When the computers started running in the info-center, they asked one of the community leaders, "What do you want to see?" The guy said, "I want to see snow. I never have never seen a picture of snow in my life." Imagine this guy in the middle of the Amazon. We Googled 'snow,' and he was mesmerized. "Oh, it's so white! How does it smell?" Like he thought the computer could emit smell. "Oh is it that cold?" And he touched the computer to "feel it".
After I left, I think about eight months after, there were two guys from this community who had never before seen a computer. They began learning to code on their own watching Youtube and created an app so you could buy the boat tickets that service that region of the Amazon basin. So I realized what the power of education — online education — and how access to education changes lives. Realizing this really changed my life.
Tell us about your new project.
I realized that online/virtual education had to be interactive, and with the current technology, you could finally mimic a physical class online. I met my new partners in Los Angeles, who had a Brazilian software house called 2Mundos, which specialized in multi-player gaming and online education platforms. I decided to invest in the company, and we spun off to create 2Toring.com.
We decided to build this platform for interactive online classes, empowering people to teach anything to anyone. Pre-recorded classes work, but a lot of people, something like 70-80%, don't finish their course because it's boring, because there's no interactivity, because you can't ask questions on the spot, and because it's hard to learn on your own. You learn a lot from watching and sharing experiences with classmates.

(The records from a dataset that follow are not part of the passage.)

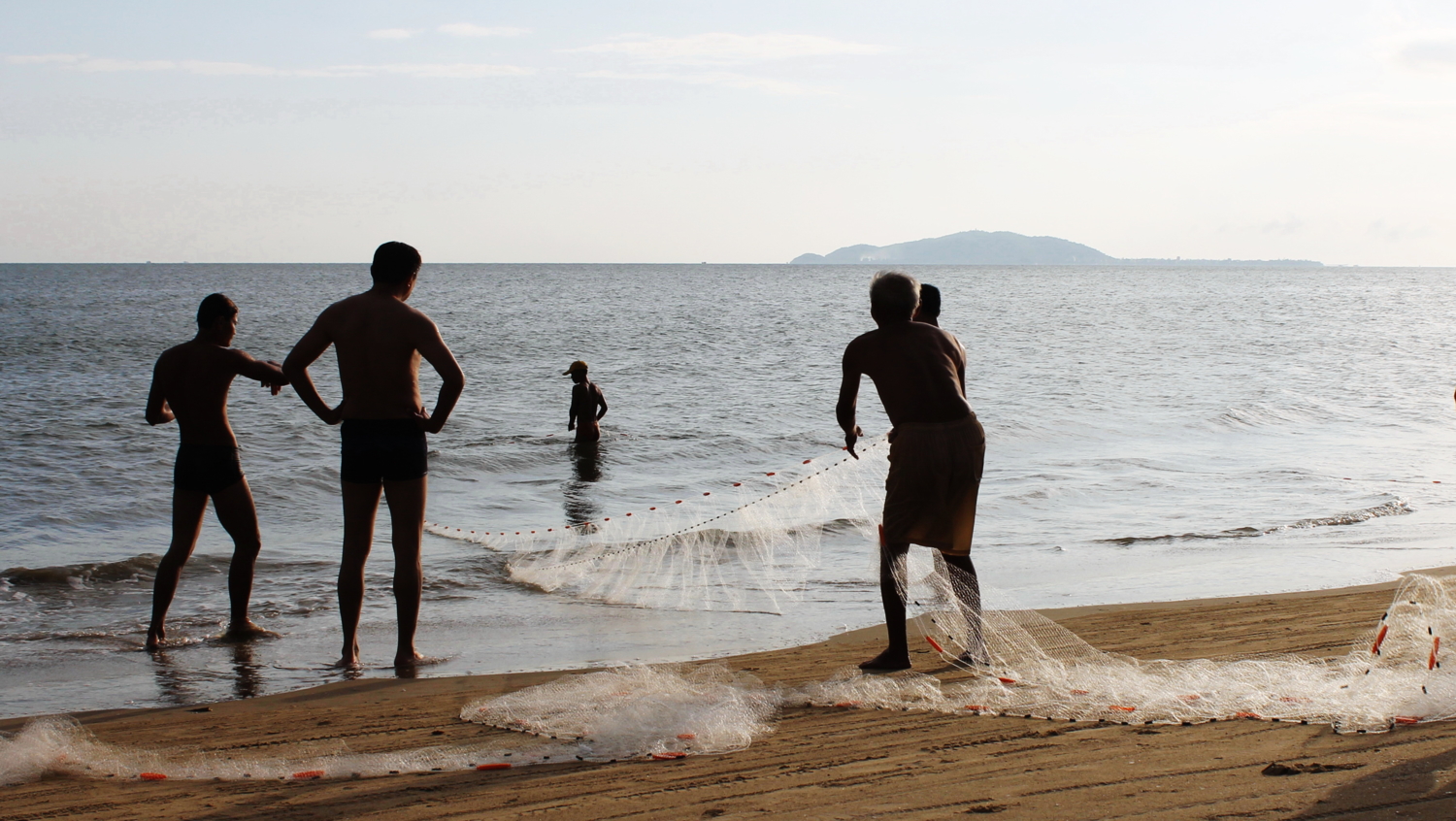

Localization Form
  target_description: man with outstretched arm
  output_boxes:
[835,271,989,670]
[282,242,465,669]
[148,294,288,649]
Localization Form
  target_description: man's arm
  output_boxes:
[282,312,344,425]
[148,354,177,425]
[415,319,465,434]
[233,351,288,396]
[835,349,865,459]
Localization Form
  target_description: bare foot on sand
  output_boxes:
[859,649,910,673]
[217,622,279,643]
[334,642,360,670]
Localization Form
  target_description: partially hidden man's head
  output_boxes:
[870,271,920,322]
[914,284,941,323]
[369,242,421,287]
[197,294,238,345]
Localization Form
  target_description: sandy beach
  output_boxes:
[0,574,1456,821]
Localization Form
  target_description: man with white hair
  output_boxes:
[835,271,989,670]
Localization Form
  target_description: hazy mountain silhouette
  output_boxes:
[792,232,1321,267]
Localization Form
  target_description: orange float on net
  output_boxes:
[1371,625,1391,655]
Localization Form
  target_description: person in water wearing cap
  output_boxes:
[835,271,989,670]
[148,294,288,649]
[914,282,941,328]
[561,360,608,443]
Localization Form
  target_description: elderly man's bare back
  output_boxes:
[284,242,465,667]
[148,340,287,447]
[841,322,972,425]
[300,291,440,419]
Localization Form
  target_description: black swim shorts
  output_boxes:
[340,419,430,485]
[172,443,244,495]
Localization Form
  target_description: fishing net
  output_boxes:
[891,561,1456,733]
[460,664,782,760]
[425,437,887,613]
[0,574,1456,785]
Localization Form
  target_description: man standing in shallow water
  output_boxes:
[561,360,608,443]
[148,294,288,649]
[835,271,989,670]
[282,242,465,669]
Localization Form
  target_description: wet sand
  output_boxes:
[0,584,1456,821]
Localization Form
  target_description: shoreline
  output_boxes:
[0,568,1456,820]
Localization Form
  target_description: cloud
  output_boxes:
[577,72,829,96]
[571,32,888,66]
[1392,32,1456,70]
[5,54,86,66]
[436,23,532,37]
[6,54,536,79]
[309,63,536,79]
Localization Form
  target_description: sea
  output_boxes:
[0,264,1456,716]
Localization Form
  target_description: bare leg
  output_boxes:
[941,553,990,666]
[213,479,277,640]
[384,476,430,667]
[340,482,381,667]
[148,489,207,649]
[859,544,910,670]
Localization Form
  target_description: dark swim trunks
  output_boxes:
[172,444,244,495]
[340,419,430,485]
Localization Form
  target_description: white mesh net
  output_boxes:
[11,439,1456,783]
[425,437,885,613]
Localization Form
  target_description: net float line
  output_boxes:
[425,436,888,544]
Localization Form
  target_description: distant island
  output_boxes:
[791,232,1324,268]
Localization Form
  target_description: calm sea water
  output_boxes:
[0,265,1456,715]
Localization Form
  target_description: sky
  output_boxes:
[0,0,1456,265]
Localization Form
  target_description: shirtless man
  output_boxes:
[835,271,989,670]
[282,242,465,669]
[561,360,608,443]
[148,294,288,649]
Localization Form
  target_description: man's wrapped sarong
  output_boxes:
[884,413,986,556]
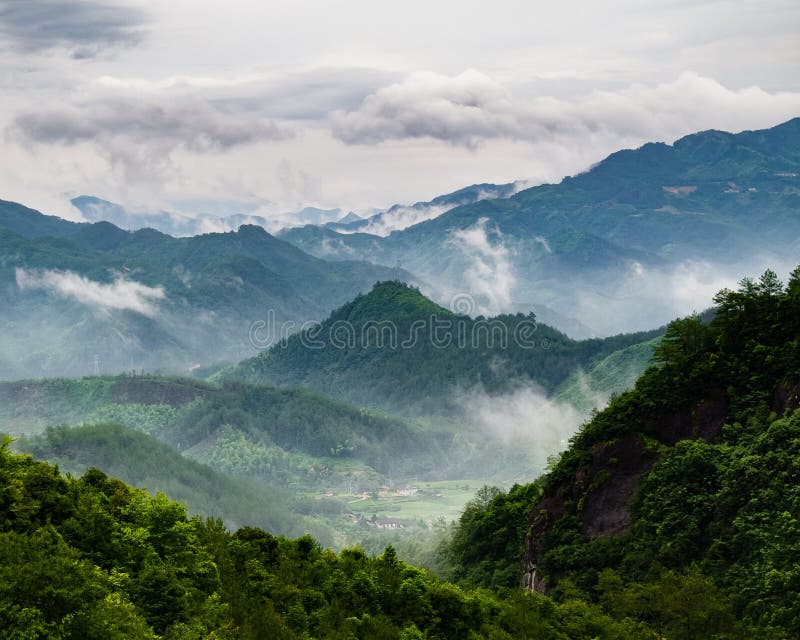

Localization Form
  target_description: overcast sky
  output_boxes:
[0,0,800,218]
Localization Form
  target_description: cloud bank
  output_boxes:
[0,0,147,58]
[16,269,166,317]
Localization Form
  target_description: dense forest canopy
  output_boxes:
[441,269,800,638]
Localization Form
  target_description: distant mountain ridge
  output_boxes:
[0,201,408,379]
[216,281,660,415]
[281,118,800,334]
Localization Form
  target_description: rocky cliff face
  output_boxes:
[521,389,732,593]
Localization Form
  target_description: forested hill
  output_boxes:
[0,438,657,640]
[0,201,394,380]
[281,118,800,334]
[220,281,660,415]
[440,268,800,638]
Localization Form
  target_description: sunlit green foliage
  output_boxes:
[0,440,656,640]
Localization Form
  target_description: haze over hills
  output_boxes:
[70,196,354,237]
[281,118,800,334]
[70,183,522,236]
[217,281,661,418]
[0,202,406,379]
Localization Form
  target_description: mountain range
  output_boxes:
[0,201,410,379]
[279,118,800,335]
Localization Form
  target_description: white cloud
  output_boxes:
[331,70,800,148]
[457,385,587,476]
[16,268,166,317]
[450,218,517,315]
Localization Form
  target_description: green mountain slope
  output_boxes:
[219,282,657,415]
[281,118,800,333]
[17,424,308,535]
[0,376,438,487]
[0,440,656,640]
[555,338,661,412]
[0,202,406,379]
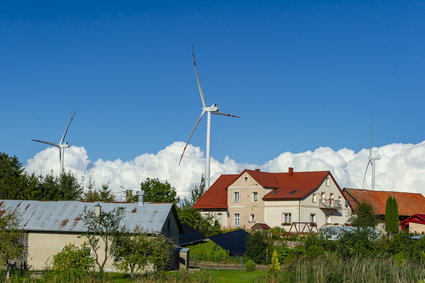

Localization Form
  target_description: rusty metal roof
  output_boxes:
[0,200,174,233]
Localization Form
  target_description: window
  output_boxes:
[216,213,223,225]
[233,192,239,202]
[282,213,292,223]
[252,192,258,201]
[233,213,241,226]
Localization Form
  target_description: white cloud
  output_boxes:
[26,141,425,199]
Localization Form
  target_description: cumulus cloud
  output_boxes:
[26,141,425,197]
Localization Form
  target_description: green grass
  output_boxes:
[207,270,267,283]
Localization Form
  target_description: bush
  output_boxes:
[53,244,95,277]
[245,260,256,271]
[245,232,267,264]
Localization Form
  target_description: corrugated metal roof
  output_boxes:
[0,200,173,233]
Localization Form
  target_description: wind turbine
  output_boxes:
[362,127,381,190]
[33,110,77,175]
[179,47,240,189]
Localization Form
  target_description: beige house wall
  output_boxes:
[226,172,270,229]
[409,222,425,234]
[28,233,117,272]
[265,177,351,231]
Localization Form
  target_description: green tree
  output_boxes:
[52,243,94,281]
[83,207,125,273]
[0,210,25,278]
[0,153,28,199]
[352,202,378,228]
[112,230,153,279]
[385,197,399,235]
[81,180,115,202]
[136,178,180,204]
[245,231,267,264]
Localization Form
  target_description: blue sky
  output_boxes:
[0,0,425,164]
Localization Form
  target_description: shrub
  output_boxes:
[270,251,280,272]
[53,244,95,277]
[246,232,267,264]
[245,260,256,271]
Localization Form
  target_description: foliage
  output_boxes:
[136,178,180,204]
[385,197,399,235]
[245,260,256,271]
[352,202,378,228]
[53,244,94,277]
[112,230,153,278]
[83,208,125,273]
[177,206,221,237]
[270,251,280,272]
[0,211,25,270]
[149,234,174,272]
[245,231,267,264]
[337,228,379,258]
[269,226,286,240]
[0,153,30,199]
[182,175,205,207]
[82,180,115,202]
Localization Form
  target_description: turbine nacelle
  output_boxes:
[202,104,220,112]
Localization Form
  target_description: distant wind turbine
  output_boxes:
[33,110,77,175]
[179,47,240,189]
[362,126,381,190]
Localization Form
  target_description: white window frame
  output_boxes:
[233,213,241,226]
[233,192,241,202]
[282,212,292,224]
[252,192,258,202]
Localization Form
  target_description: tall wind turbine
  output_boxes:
[179,47,240,189]
[33,110,77,175]
[362,127,381,190]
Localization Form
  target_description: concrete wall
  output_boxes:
[227,172,270,229]
[265,175,351,231]
[409,222,425,234]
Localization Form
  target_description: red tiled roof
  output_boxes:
[193,170,339,209]
[343,188,425,216]
[193,174,239,209]
[400,214,425,228]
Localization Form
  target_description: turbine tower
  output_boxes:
[33,110,77,175]
[362,127,381,190]
[179,47,240,189]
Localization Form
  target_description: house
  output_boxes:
[193,168,351,232]
[343,188,425,231]
[400,214,425,234]
[343,188,425,221]
[0,200,182,271]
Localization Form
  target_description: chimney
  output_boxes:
[137,191,145,206]
[288,167,294,176]
[94,203,102,217]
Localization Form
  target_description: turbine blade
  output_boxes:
[211,112,240,118]
[179,111,205,166]
[192,46,207,107]
[59,109,78,144]
[362,159,371,189]
[32,139,59,147]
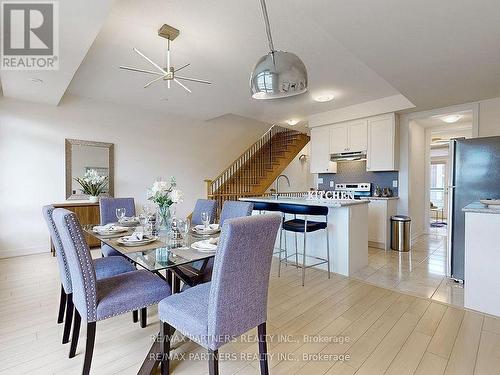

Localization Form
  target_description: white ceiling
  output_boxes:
[69,0,397,122]
[0,0,112,105]
[1,0,500,122]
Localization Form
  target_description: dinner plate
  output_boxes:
[191,240,217,253]
[479,199,500,210]
[116,236,158,247]
[191,224,220,235]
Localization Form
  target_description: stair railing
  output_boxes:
[205,125,301,214]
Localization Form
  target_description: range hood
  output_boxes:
[330,151,366,162]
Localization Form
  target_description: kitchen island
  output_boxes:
[240,197,368,276]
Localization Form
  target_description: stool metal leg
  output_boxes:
[326,217,330,278]
[302,216,307,286]
[278,228,283,277]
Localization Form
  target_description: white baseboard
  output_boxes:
[0,246,50,259]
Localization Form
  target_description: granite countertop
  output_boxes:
[462,202,500,215]
[240,197,369,208]
[361,197,399,201]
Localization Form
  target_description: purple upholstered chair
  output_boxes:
[99,198,135,257]
[220,201,253,226]
[42,206,135,344]
[189,201,253,283]
[53,208,170,375]
[158,214,281,374]
[191,199,217,225]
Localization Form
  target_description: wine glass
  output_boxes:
[201,211,210,229]
[115,208,127,222]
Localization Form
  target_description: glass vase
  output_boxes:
[158,204,172,234]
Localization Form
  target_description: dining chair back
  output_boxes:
[208,214,281,349]
[42,205,73,294]
[191,199,217,225]
[220,201,253,226]
[53,208,97,322]
[53,208,170,375]
[99,198,135,225]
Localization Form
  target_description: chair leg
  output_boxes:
[326,219,330,278]
[69,309,82,358]
[82,322,96,375]
[294,232,299,268]
[208,349,219,375]
[302,226,307,286]
[257,322,269,375]
[141,307,148,328]
[278,229,283,277]
[63,293,75,344]
[57,284,66,324]
[158,321,173,375]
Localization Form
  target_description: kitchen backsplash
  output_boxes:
[318,161,399,196]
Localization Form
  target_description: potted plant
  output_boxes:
[75,169,108,203]
[148,177,184,231]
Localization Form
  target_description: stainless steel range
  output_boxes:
[335,182,372,199]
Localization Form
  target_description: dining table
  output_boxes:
[82,224,219,374]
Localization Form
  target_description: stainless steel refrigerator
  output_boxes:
[447,137,500,282]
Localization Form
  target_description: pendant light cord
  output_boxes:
[260,0,274,52]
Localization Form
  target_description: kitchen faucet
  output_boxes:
[275,174,290,199]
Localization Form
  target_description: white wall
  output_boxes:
[0,96,269,258]
[409,121,427,236]
[479,98,500,137]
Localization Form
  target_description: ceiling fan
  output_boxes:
[120,24,212,92]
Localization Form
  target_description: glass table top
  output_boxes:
[82,224,219,272]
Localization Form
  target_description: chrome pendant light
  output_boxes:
[250,0,307,99]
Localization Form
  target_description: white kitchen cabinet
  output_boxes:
[366,113,399,172]
[368,199,397,250]
[310,126,337,173]
[330,119,368,154]
[328,123,349,154]
[348,119,368,152]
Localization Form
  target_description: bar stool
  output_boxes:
[278,203,330,286]
[252,202,288,258]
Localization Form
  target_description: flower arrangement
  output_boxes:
[75,169,108,197]
[148,177,184,229]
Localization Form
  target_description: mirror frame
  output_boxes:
[64,138,115,200]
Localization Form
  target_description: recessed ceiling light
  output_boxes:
[314,94,334,103]
[30,77,43,85]
[441,115,464,124]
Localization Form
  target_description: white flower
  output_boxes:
[170,189,184,203]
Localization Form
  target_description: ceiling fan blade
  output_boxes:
[174,63,191,72]
[144,76,164,88]
[175,76,212,85]
[174,78,192,92]
[120,65,162,75]
[134,48,168,75]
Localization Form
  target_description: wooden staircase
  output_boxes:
[205,125,309,216]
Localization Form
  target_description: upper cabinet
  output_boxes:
[366,113,399,171]
[310,113,399,173]
[310,126,337,173]
[330,119,368,154]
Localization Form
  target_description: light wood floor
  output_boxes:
[0,250,500,375]
[353,234,464,307]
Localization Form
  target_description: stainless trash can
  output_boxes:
[391,215,411,251]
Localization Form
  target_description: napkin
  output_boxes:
[92,223,114,232]
[123,231,145,242]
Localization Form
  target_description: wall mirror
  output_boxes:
[65,139,114,200]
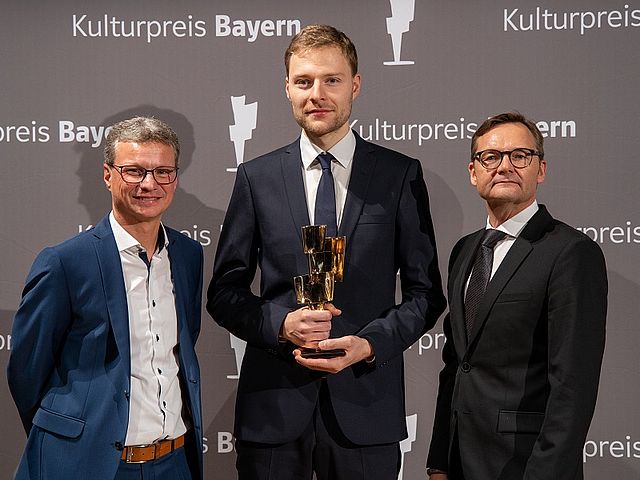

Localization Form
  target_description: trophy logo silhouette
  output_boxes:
[384,0,416,65]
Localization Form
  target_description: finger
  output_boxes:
[324,302,342,317]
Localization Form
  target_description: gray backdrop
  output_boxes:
[0,0,640,479]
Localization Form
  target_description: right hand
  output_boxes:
[281,303,342,348]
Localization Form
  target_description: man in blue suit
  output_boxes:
[207,25,444,480]
[7,117,202,480]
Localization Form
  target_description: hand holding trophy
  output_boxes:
[293,225,346,358]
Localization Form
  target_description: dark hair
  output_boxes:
[284,25,358,76]
[471,111,544,160]
[104,117,180,167]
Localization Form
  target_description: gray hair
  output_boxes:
[104,117,180,167]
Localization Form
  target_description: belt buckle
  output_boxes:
[125,443,156,463]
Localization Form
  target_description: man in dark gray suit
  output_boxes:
[427,112,607,480]
[207,25,444,480]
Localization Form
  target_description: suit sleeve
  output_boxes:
[207,164,290,348]
[427,240,463,472]
[7,248,72,433]
[524,239,607,479]
[191,245,204,347]
[358,160,446,364]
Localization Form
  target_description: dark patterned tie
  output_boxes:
[464,228,507,338]
[315,153,338,237]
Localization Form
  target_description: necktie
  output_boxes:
[315,153,338,237]
[464,228,507,338]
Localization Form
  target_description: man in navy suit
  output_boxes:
[427,112,607,480]
[207,25,444,480]
[7,117,202,480]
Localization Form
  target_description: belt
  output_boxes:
[120,435,184,463]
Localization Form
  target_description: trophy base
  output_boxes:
[300,348,347,358]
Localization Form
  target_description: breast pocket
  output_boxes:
[496,292,532,303]
[358,213,393,225]
[498,410,544,434]
[33,407,84,438]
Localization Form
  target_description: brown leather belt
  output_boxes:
[120,435,184,463]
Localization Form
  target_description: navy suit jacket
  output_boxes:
[427,205,607,480]
[7,217,202,480]
[207,135,444,445]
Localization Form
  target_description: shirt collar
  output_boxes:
[487,200,539,238]
[300,129,356,170]
[109,211,169,252]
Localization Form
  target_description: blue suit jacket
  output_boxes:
[7,217,202,480]
[207,135,444,445]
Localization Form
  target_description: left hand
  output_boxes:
[293,335,374,373]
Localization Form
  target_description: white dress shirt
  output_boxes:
[300,130,356,228]
[464,200,538,297]
[109,212,187,445]
[486,200,538,279]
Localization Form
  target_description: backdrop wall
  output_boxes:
[0,0,640,480]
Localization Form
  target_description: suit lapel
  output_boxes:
[449,230,484,350]
[93,216,131,372]
[280,138,311,242]
[165,229,193,346]
[469,205,553,345]
[338,132,376,240]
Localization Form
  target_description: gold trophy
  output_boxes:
[293,225,347,358]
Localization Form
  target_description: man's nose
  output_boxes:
[498,152,513,172]
[140,170,158,189]
[311,81,324,100]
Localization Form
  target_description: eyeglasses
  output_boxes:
[471,148,542,170]
[111,165,178,185]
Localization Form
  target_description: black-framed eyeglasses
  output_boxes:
[471,148,542,170]
[111,165,178,185]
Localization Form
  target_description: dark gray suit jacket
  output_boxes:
[207,135,444,445]
[427,205,607,480]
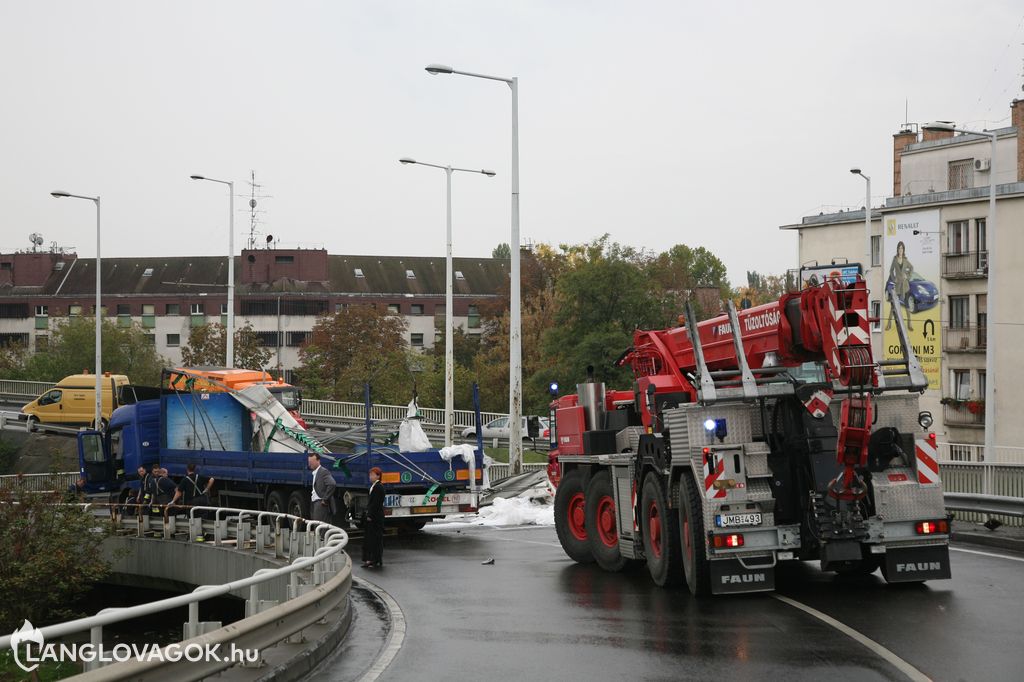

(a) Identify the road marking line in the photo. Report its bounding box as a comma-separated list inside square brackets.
[352, 578, 406, 682]
[949, 547, 1024, 561]
[771, 593, 932, 682]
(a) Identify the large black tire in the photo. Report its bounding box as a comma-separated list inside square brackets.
[586, 471, 629, 572]
[288, 491, 309, 518]
[266, 491, 288, 514]
[555, 469, 594, 563]
[679, 473, 711, 597]
[640, 471, 683, 587]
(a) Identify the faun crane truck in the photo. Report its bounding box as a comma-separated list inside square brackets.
[549, 278, 951, 596]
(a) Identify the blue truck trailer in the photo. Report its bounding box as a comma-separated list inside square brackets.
[78, 382, 483, 529]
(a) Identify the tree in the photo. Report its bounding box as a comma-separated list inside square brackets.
[299, 305, 413, 402]
[0, 487, 110, 632]
[181, 323, 270, 370]
[23, 317, 166, 386]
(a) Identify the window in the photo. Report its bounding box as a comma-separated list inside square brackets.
[946, 220, 970, 254]
[949, 159, 974, 189]
[951, 370, 971, 400]
[949, 296, 971, 329]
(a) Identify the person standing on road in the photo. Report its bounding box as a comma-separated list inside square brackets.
[309, 453, 337, 523]
[362, 467, 384, 568]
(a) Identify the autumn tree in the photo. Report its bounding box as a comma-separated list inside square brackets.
[181, 323, 271, 370]
[299, 305, 413, 402]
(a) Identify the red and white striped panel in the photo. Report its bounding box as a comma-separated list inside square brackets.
[703, 455, 728, 500]
[913, 439, 941, 485]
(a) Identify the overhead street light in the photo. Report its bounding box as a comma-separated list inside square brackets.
[922, 121, 999, 462]
[50, 190, 103, 429]
[398, 157, 495, 447]
[426, 63, 522, 475]
[188, 175, 234, 370]
[850, 168, 871, 282]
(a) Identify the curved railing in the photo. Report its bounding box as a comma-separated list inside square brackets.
[0, 504, 352, 679]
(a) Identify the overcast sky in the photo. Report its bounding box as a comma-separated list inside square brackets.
[0, 0, 1024, 285]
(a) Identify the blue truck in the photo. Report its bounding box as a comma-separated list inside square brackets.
[78, 382, 483, 529]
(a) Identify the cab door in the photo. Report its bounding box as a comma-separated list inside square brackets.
[78, 431, 117, 493]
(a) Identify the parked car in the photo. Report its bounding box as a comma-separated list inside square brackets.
[462, 417, 550, 440]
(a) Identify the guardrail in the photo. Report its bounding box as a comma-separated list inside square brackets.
[0, 505, 352, 680]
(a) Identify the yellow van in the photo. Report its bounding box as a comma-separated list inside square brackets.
[22, 372, 129, 424]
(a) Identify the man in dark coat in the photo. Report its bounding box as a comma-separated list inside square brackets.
[362, 467, 384, 568]
[309, 453, 337, 523]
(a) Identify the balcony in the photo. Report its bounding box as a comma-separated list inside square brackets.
[942, 398, 985, 428]
[942, 251, 988, 280]
[942, 327, 988, 353]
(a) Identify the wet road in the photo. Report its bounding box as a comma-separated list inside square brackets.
[311, 526, 1024, 681]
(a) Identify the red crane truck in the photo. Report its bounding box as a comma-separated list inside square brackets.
[549, 278, 950, 595]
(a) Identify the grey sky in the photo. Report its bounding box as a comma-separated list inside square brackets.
[0, 0, 1024, 284]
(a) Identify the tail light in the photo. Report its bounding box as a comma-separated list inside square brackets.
[914, 519, 949, 536]
[712, 532, 743, 549]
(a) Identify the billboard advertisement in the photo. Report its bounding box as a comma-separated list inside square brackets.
[872, 206, 942, 390]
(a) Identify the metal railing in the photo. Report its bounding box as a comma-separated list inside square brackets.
[942, 326, 988, 352]
[942, 251, 988, 279]
[0, 504, 351, 679]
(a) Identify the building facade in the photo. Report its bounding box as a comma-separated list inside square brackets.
[0, 249, 509, 377]
[782, 100, 1024, 446]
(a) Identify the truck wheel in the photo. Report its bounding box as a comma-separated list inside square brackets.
[266, 491, 288, 514]
[679, 473, 711, 597]
[586, 471, 627, 572]
[640, 472, 683, 587]
[288, 491, 309, 518]
[555, 469, 594, 563]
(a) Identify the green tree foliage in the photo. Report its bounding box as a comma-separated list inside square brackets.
[181, 323, 271, 370]
[13, 317, 166, 386]
[0, 487, 110, 632]
[299, 305, 413, 403]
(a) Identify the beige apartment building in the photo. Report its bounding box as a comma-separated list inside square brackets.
[781, 99, 1024, 446]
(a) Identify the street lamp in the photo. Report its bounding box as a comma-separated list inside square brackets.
[50, 190, 103, 429]
[189, 175, 234, 370]
[923, 121, 999, 462]
[398, 157, 495, 447]
[850, 168, 871, 282]
[426, 63, 522, 466]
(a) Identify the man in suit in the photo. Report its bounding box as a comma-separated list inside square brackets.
[309, 453, 337, 523]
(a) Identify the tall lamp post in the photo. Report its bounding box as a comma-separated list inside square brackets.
[426, 63, 522, 475]
[189, 175, 234, 370]
[923, 121, 999, 462]
[398, 157, 495, 447]
[50, 190, 102, 429]
[850, 168, 871, 282]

Which of your Graded teachers made learning fun or had the most influence on you?
There were two. I had a great 4th grade teacher called Ms. Powell. She had us run around school and promoted healthy eating habits (in the 80s). That always kept me active. Today, if I start sitting too long, I stand up, start walking around the office. I also had a great photography teacher Mr. Gann. Photography, which I started at Graded, is still a hobby of mine today.
What are some skills you learned at Graded that apply to your professional life?
Negotiation, social skills, the ability to work with different cultures, the ability to make new friends and handle losing old friends (because families relocated), and the ability to adapt. Graded helped me learn to think out of the box. Working and living internationally, I realized that these soft skills I learned at an early age strongly impacted the person I am today. And I am happy to say that Graded played an important role in this.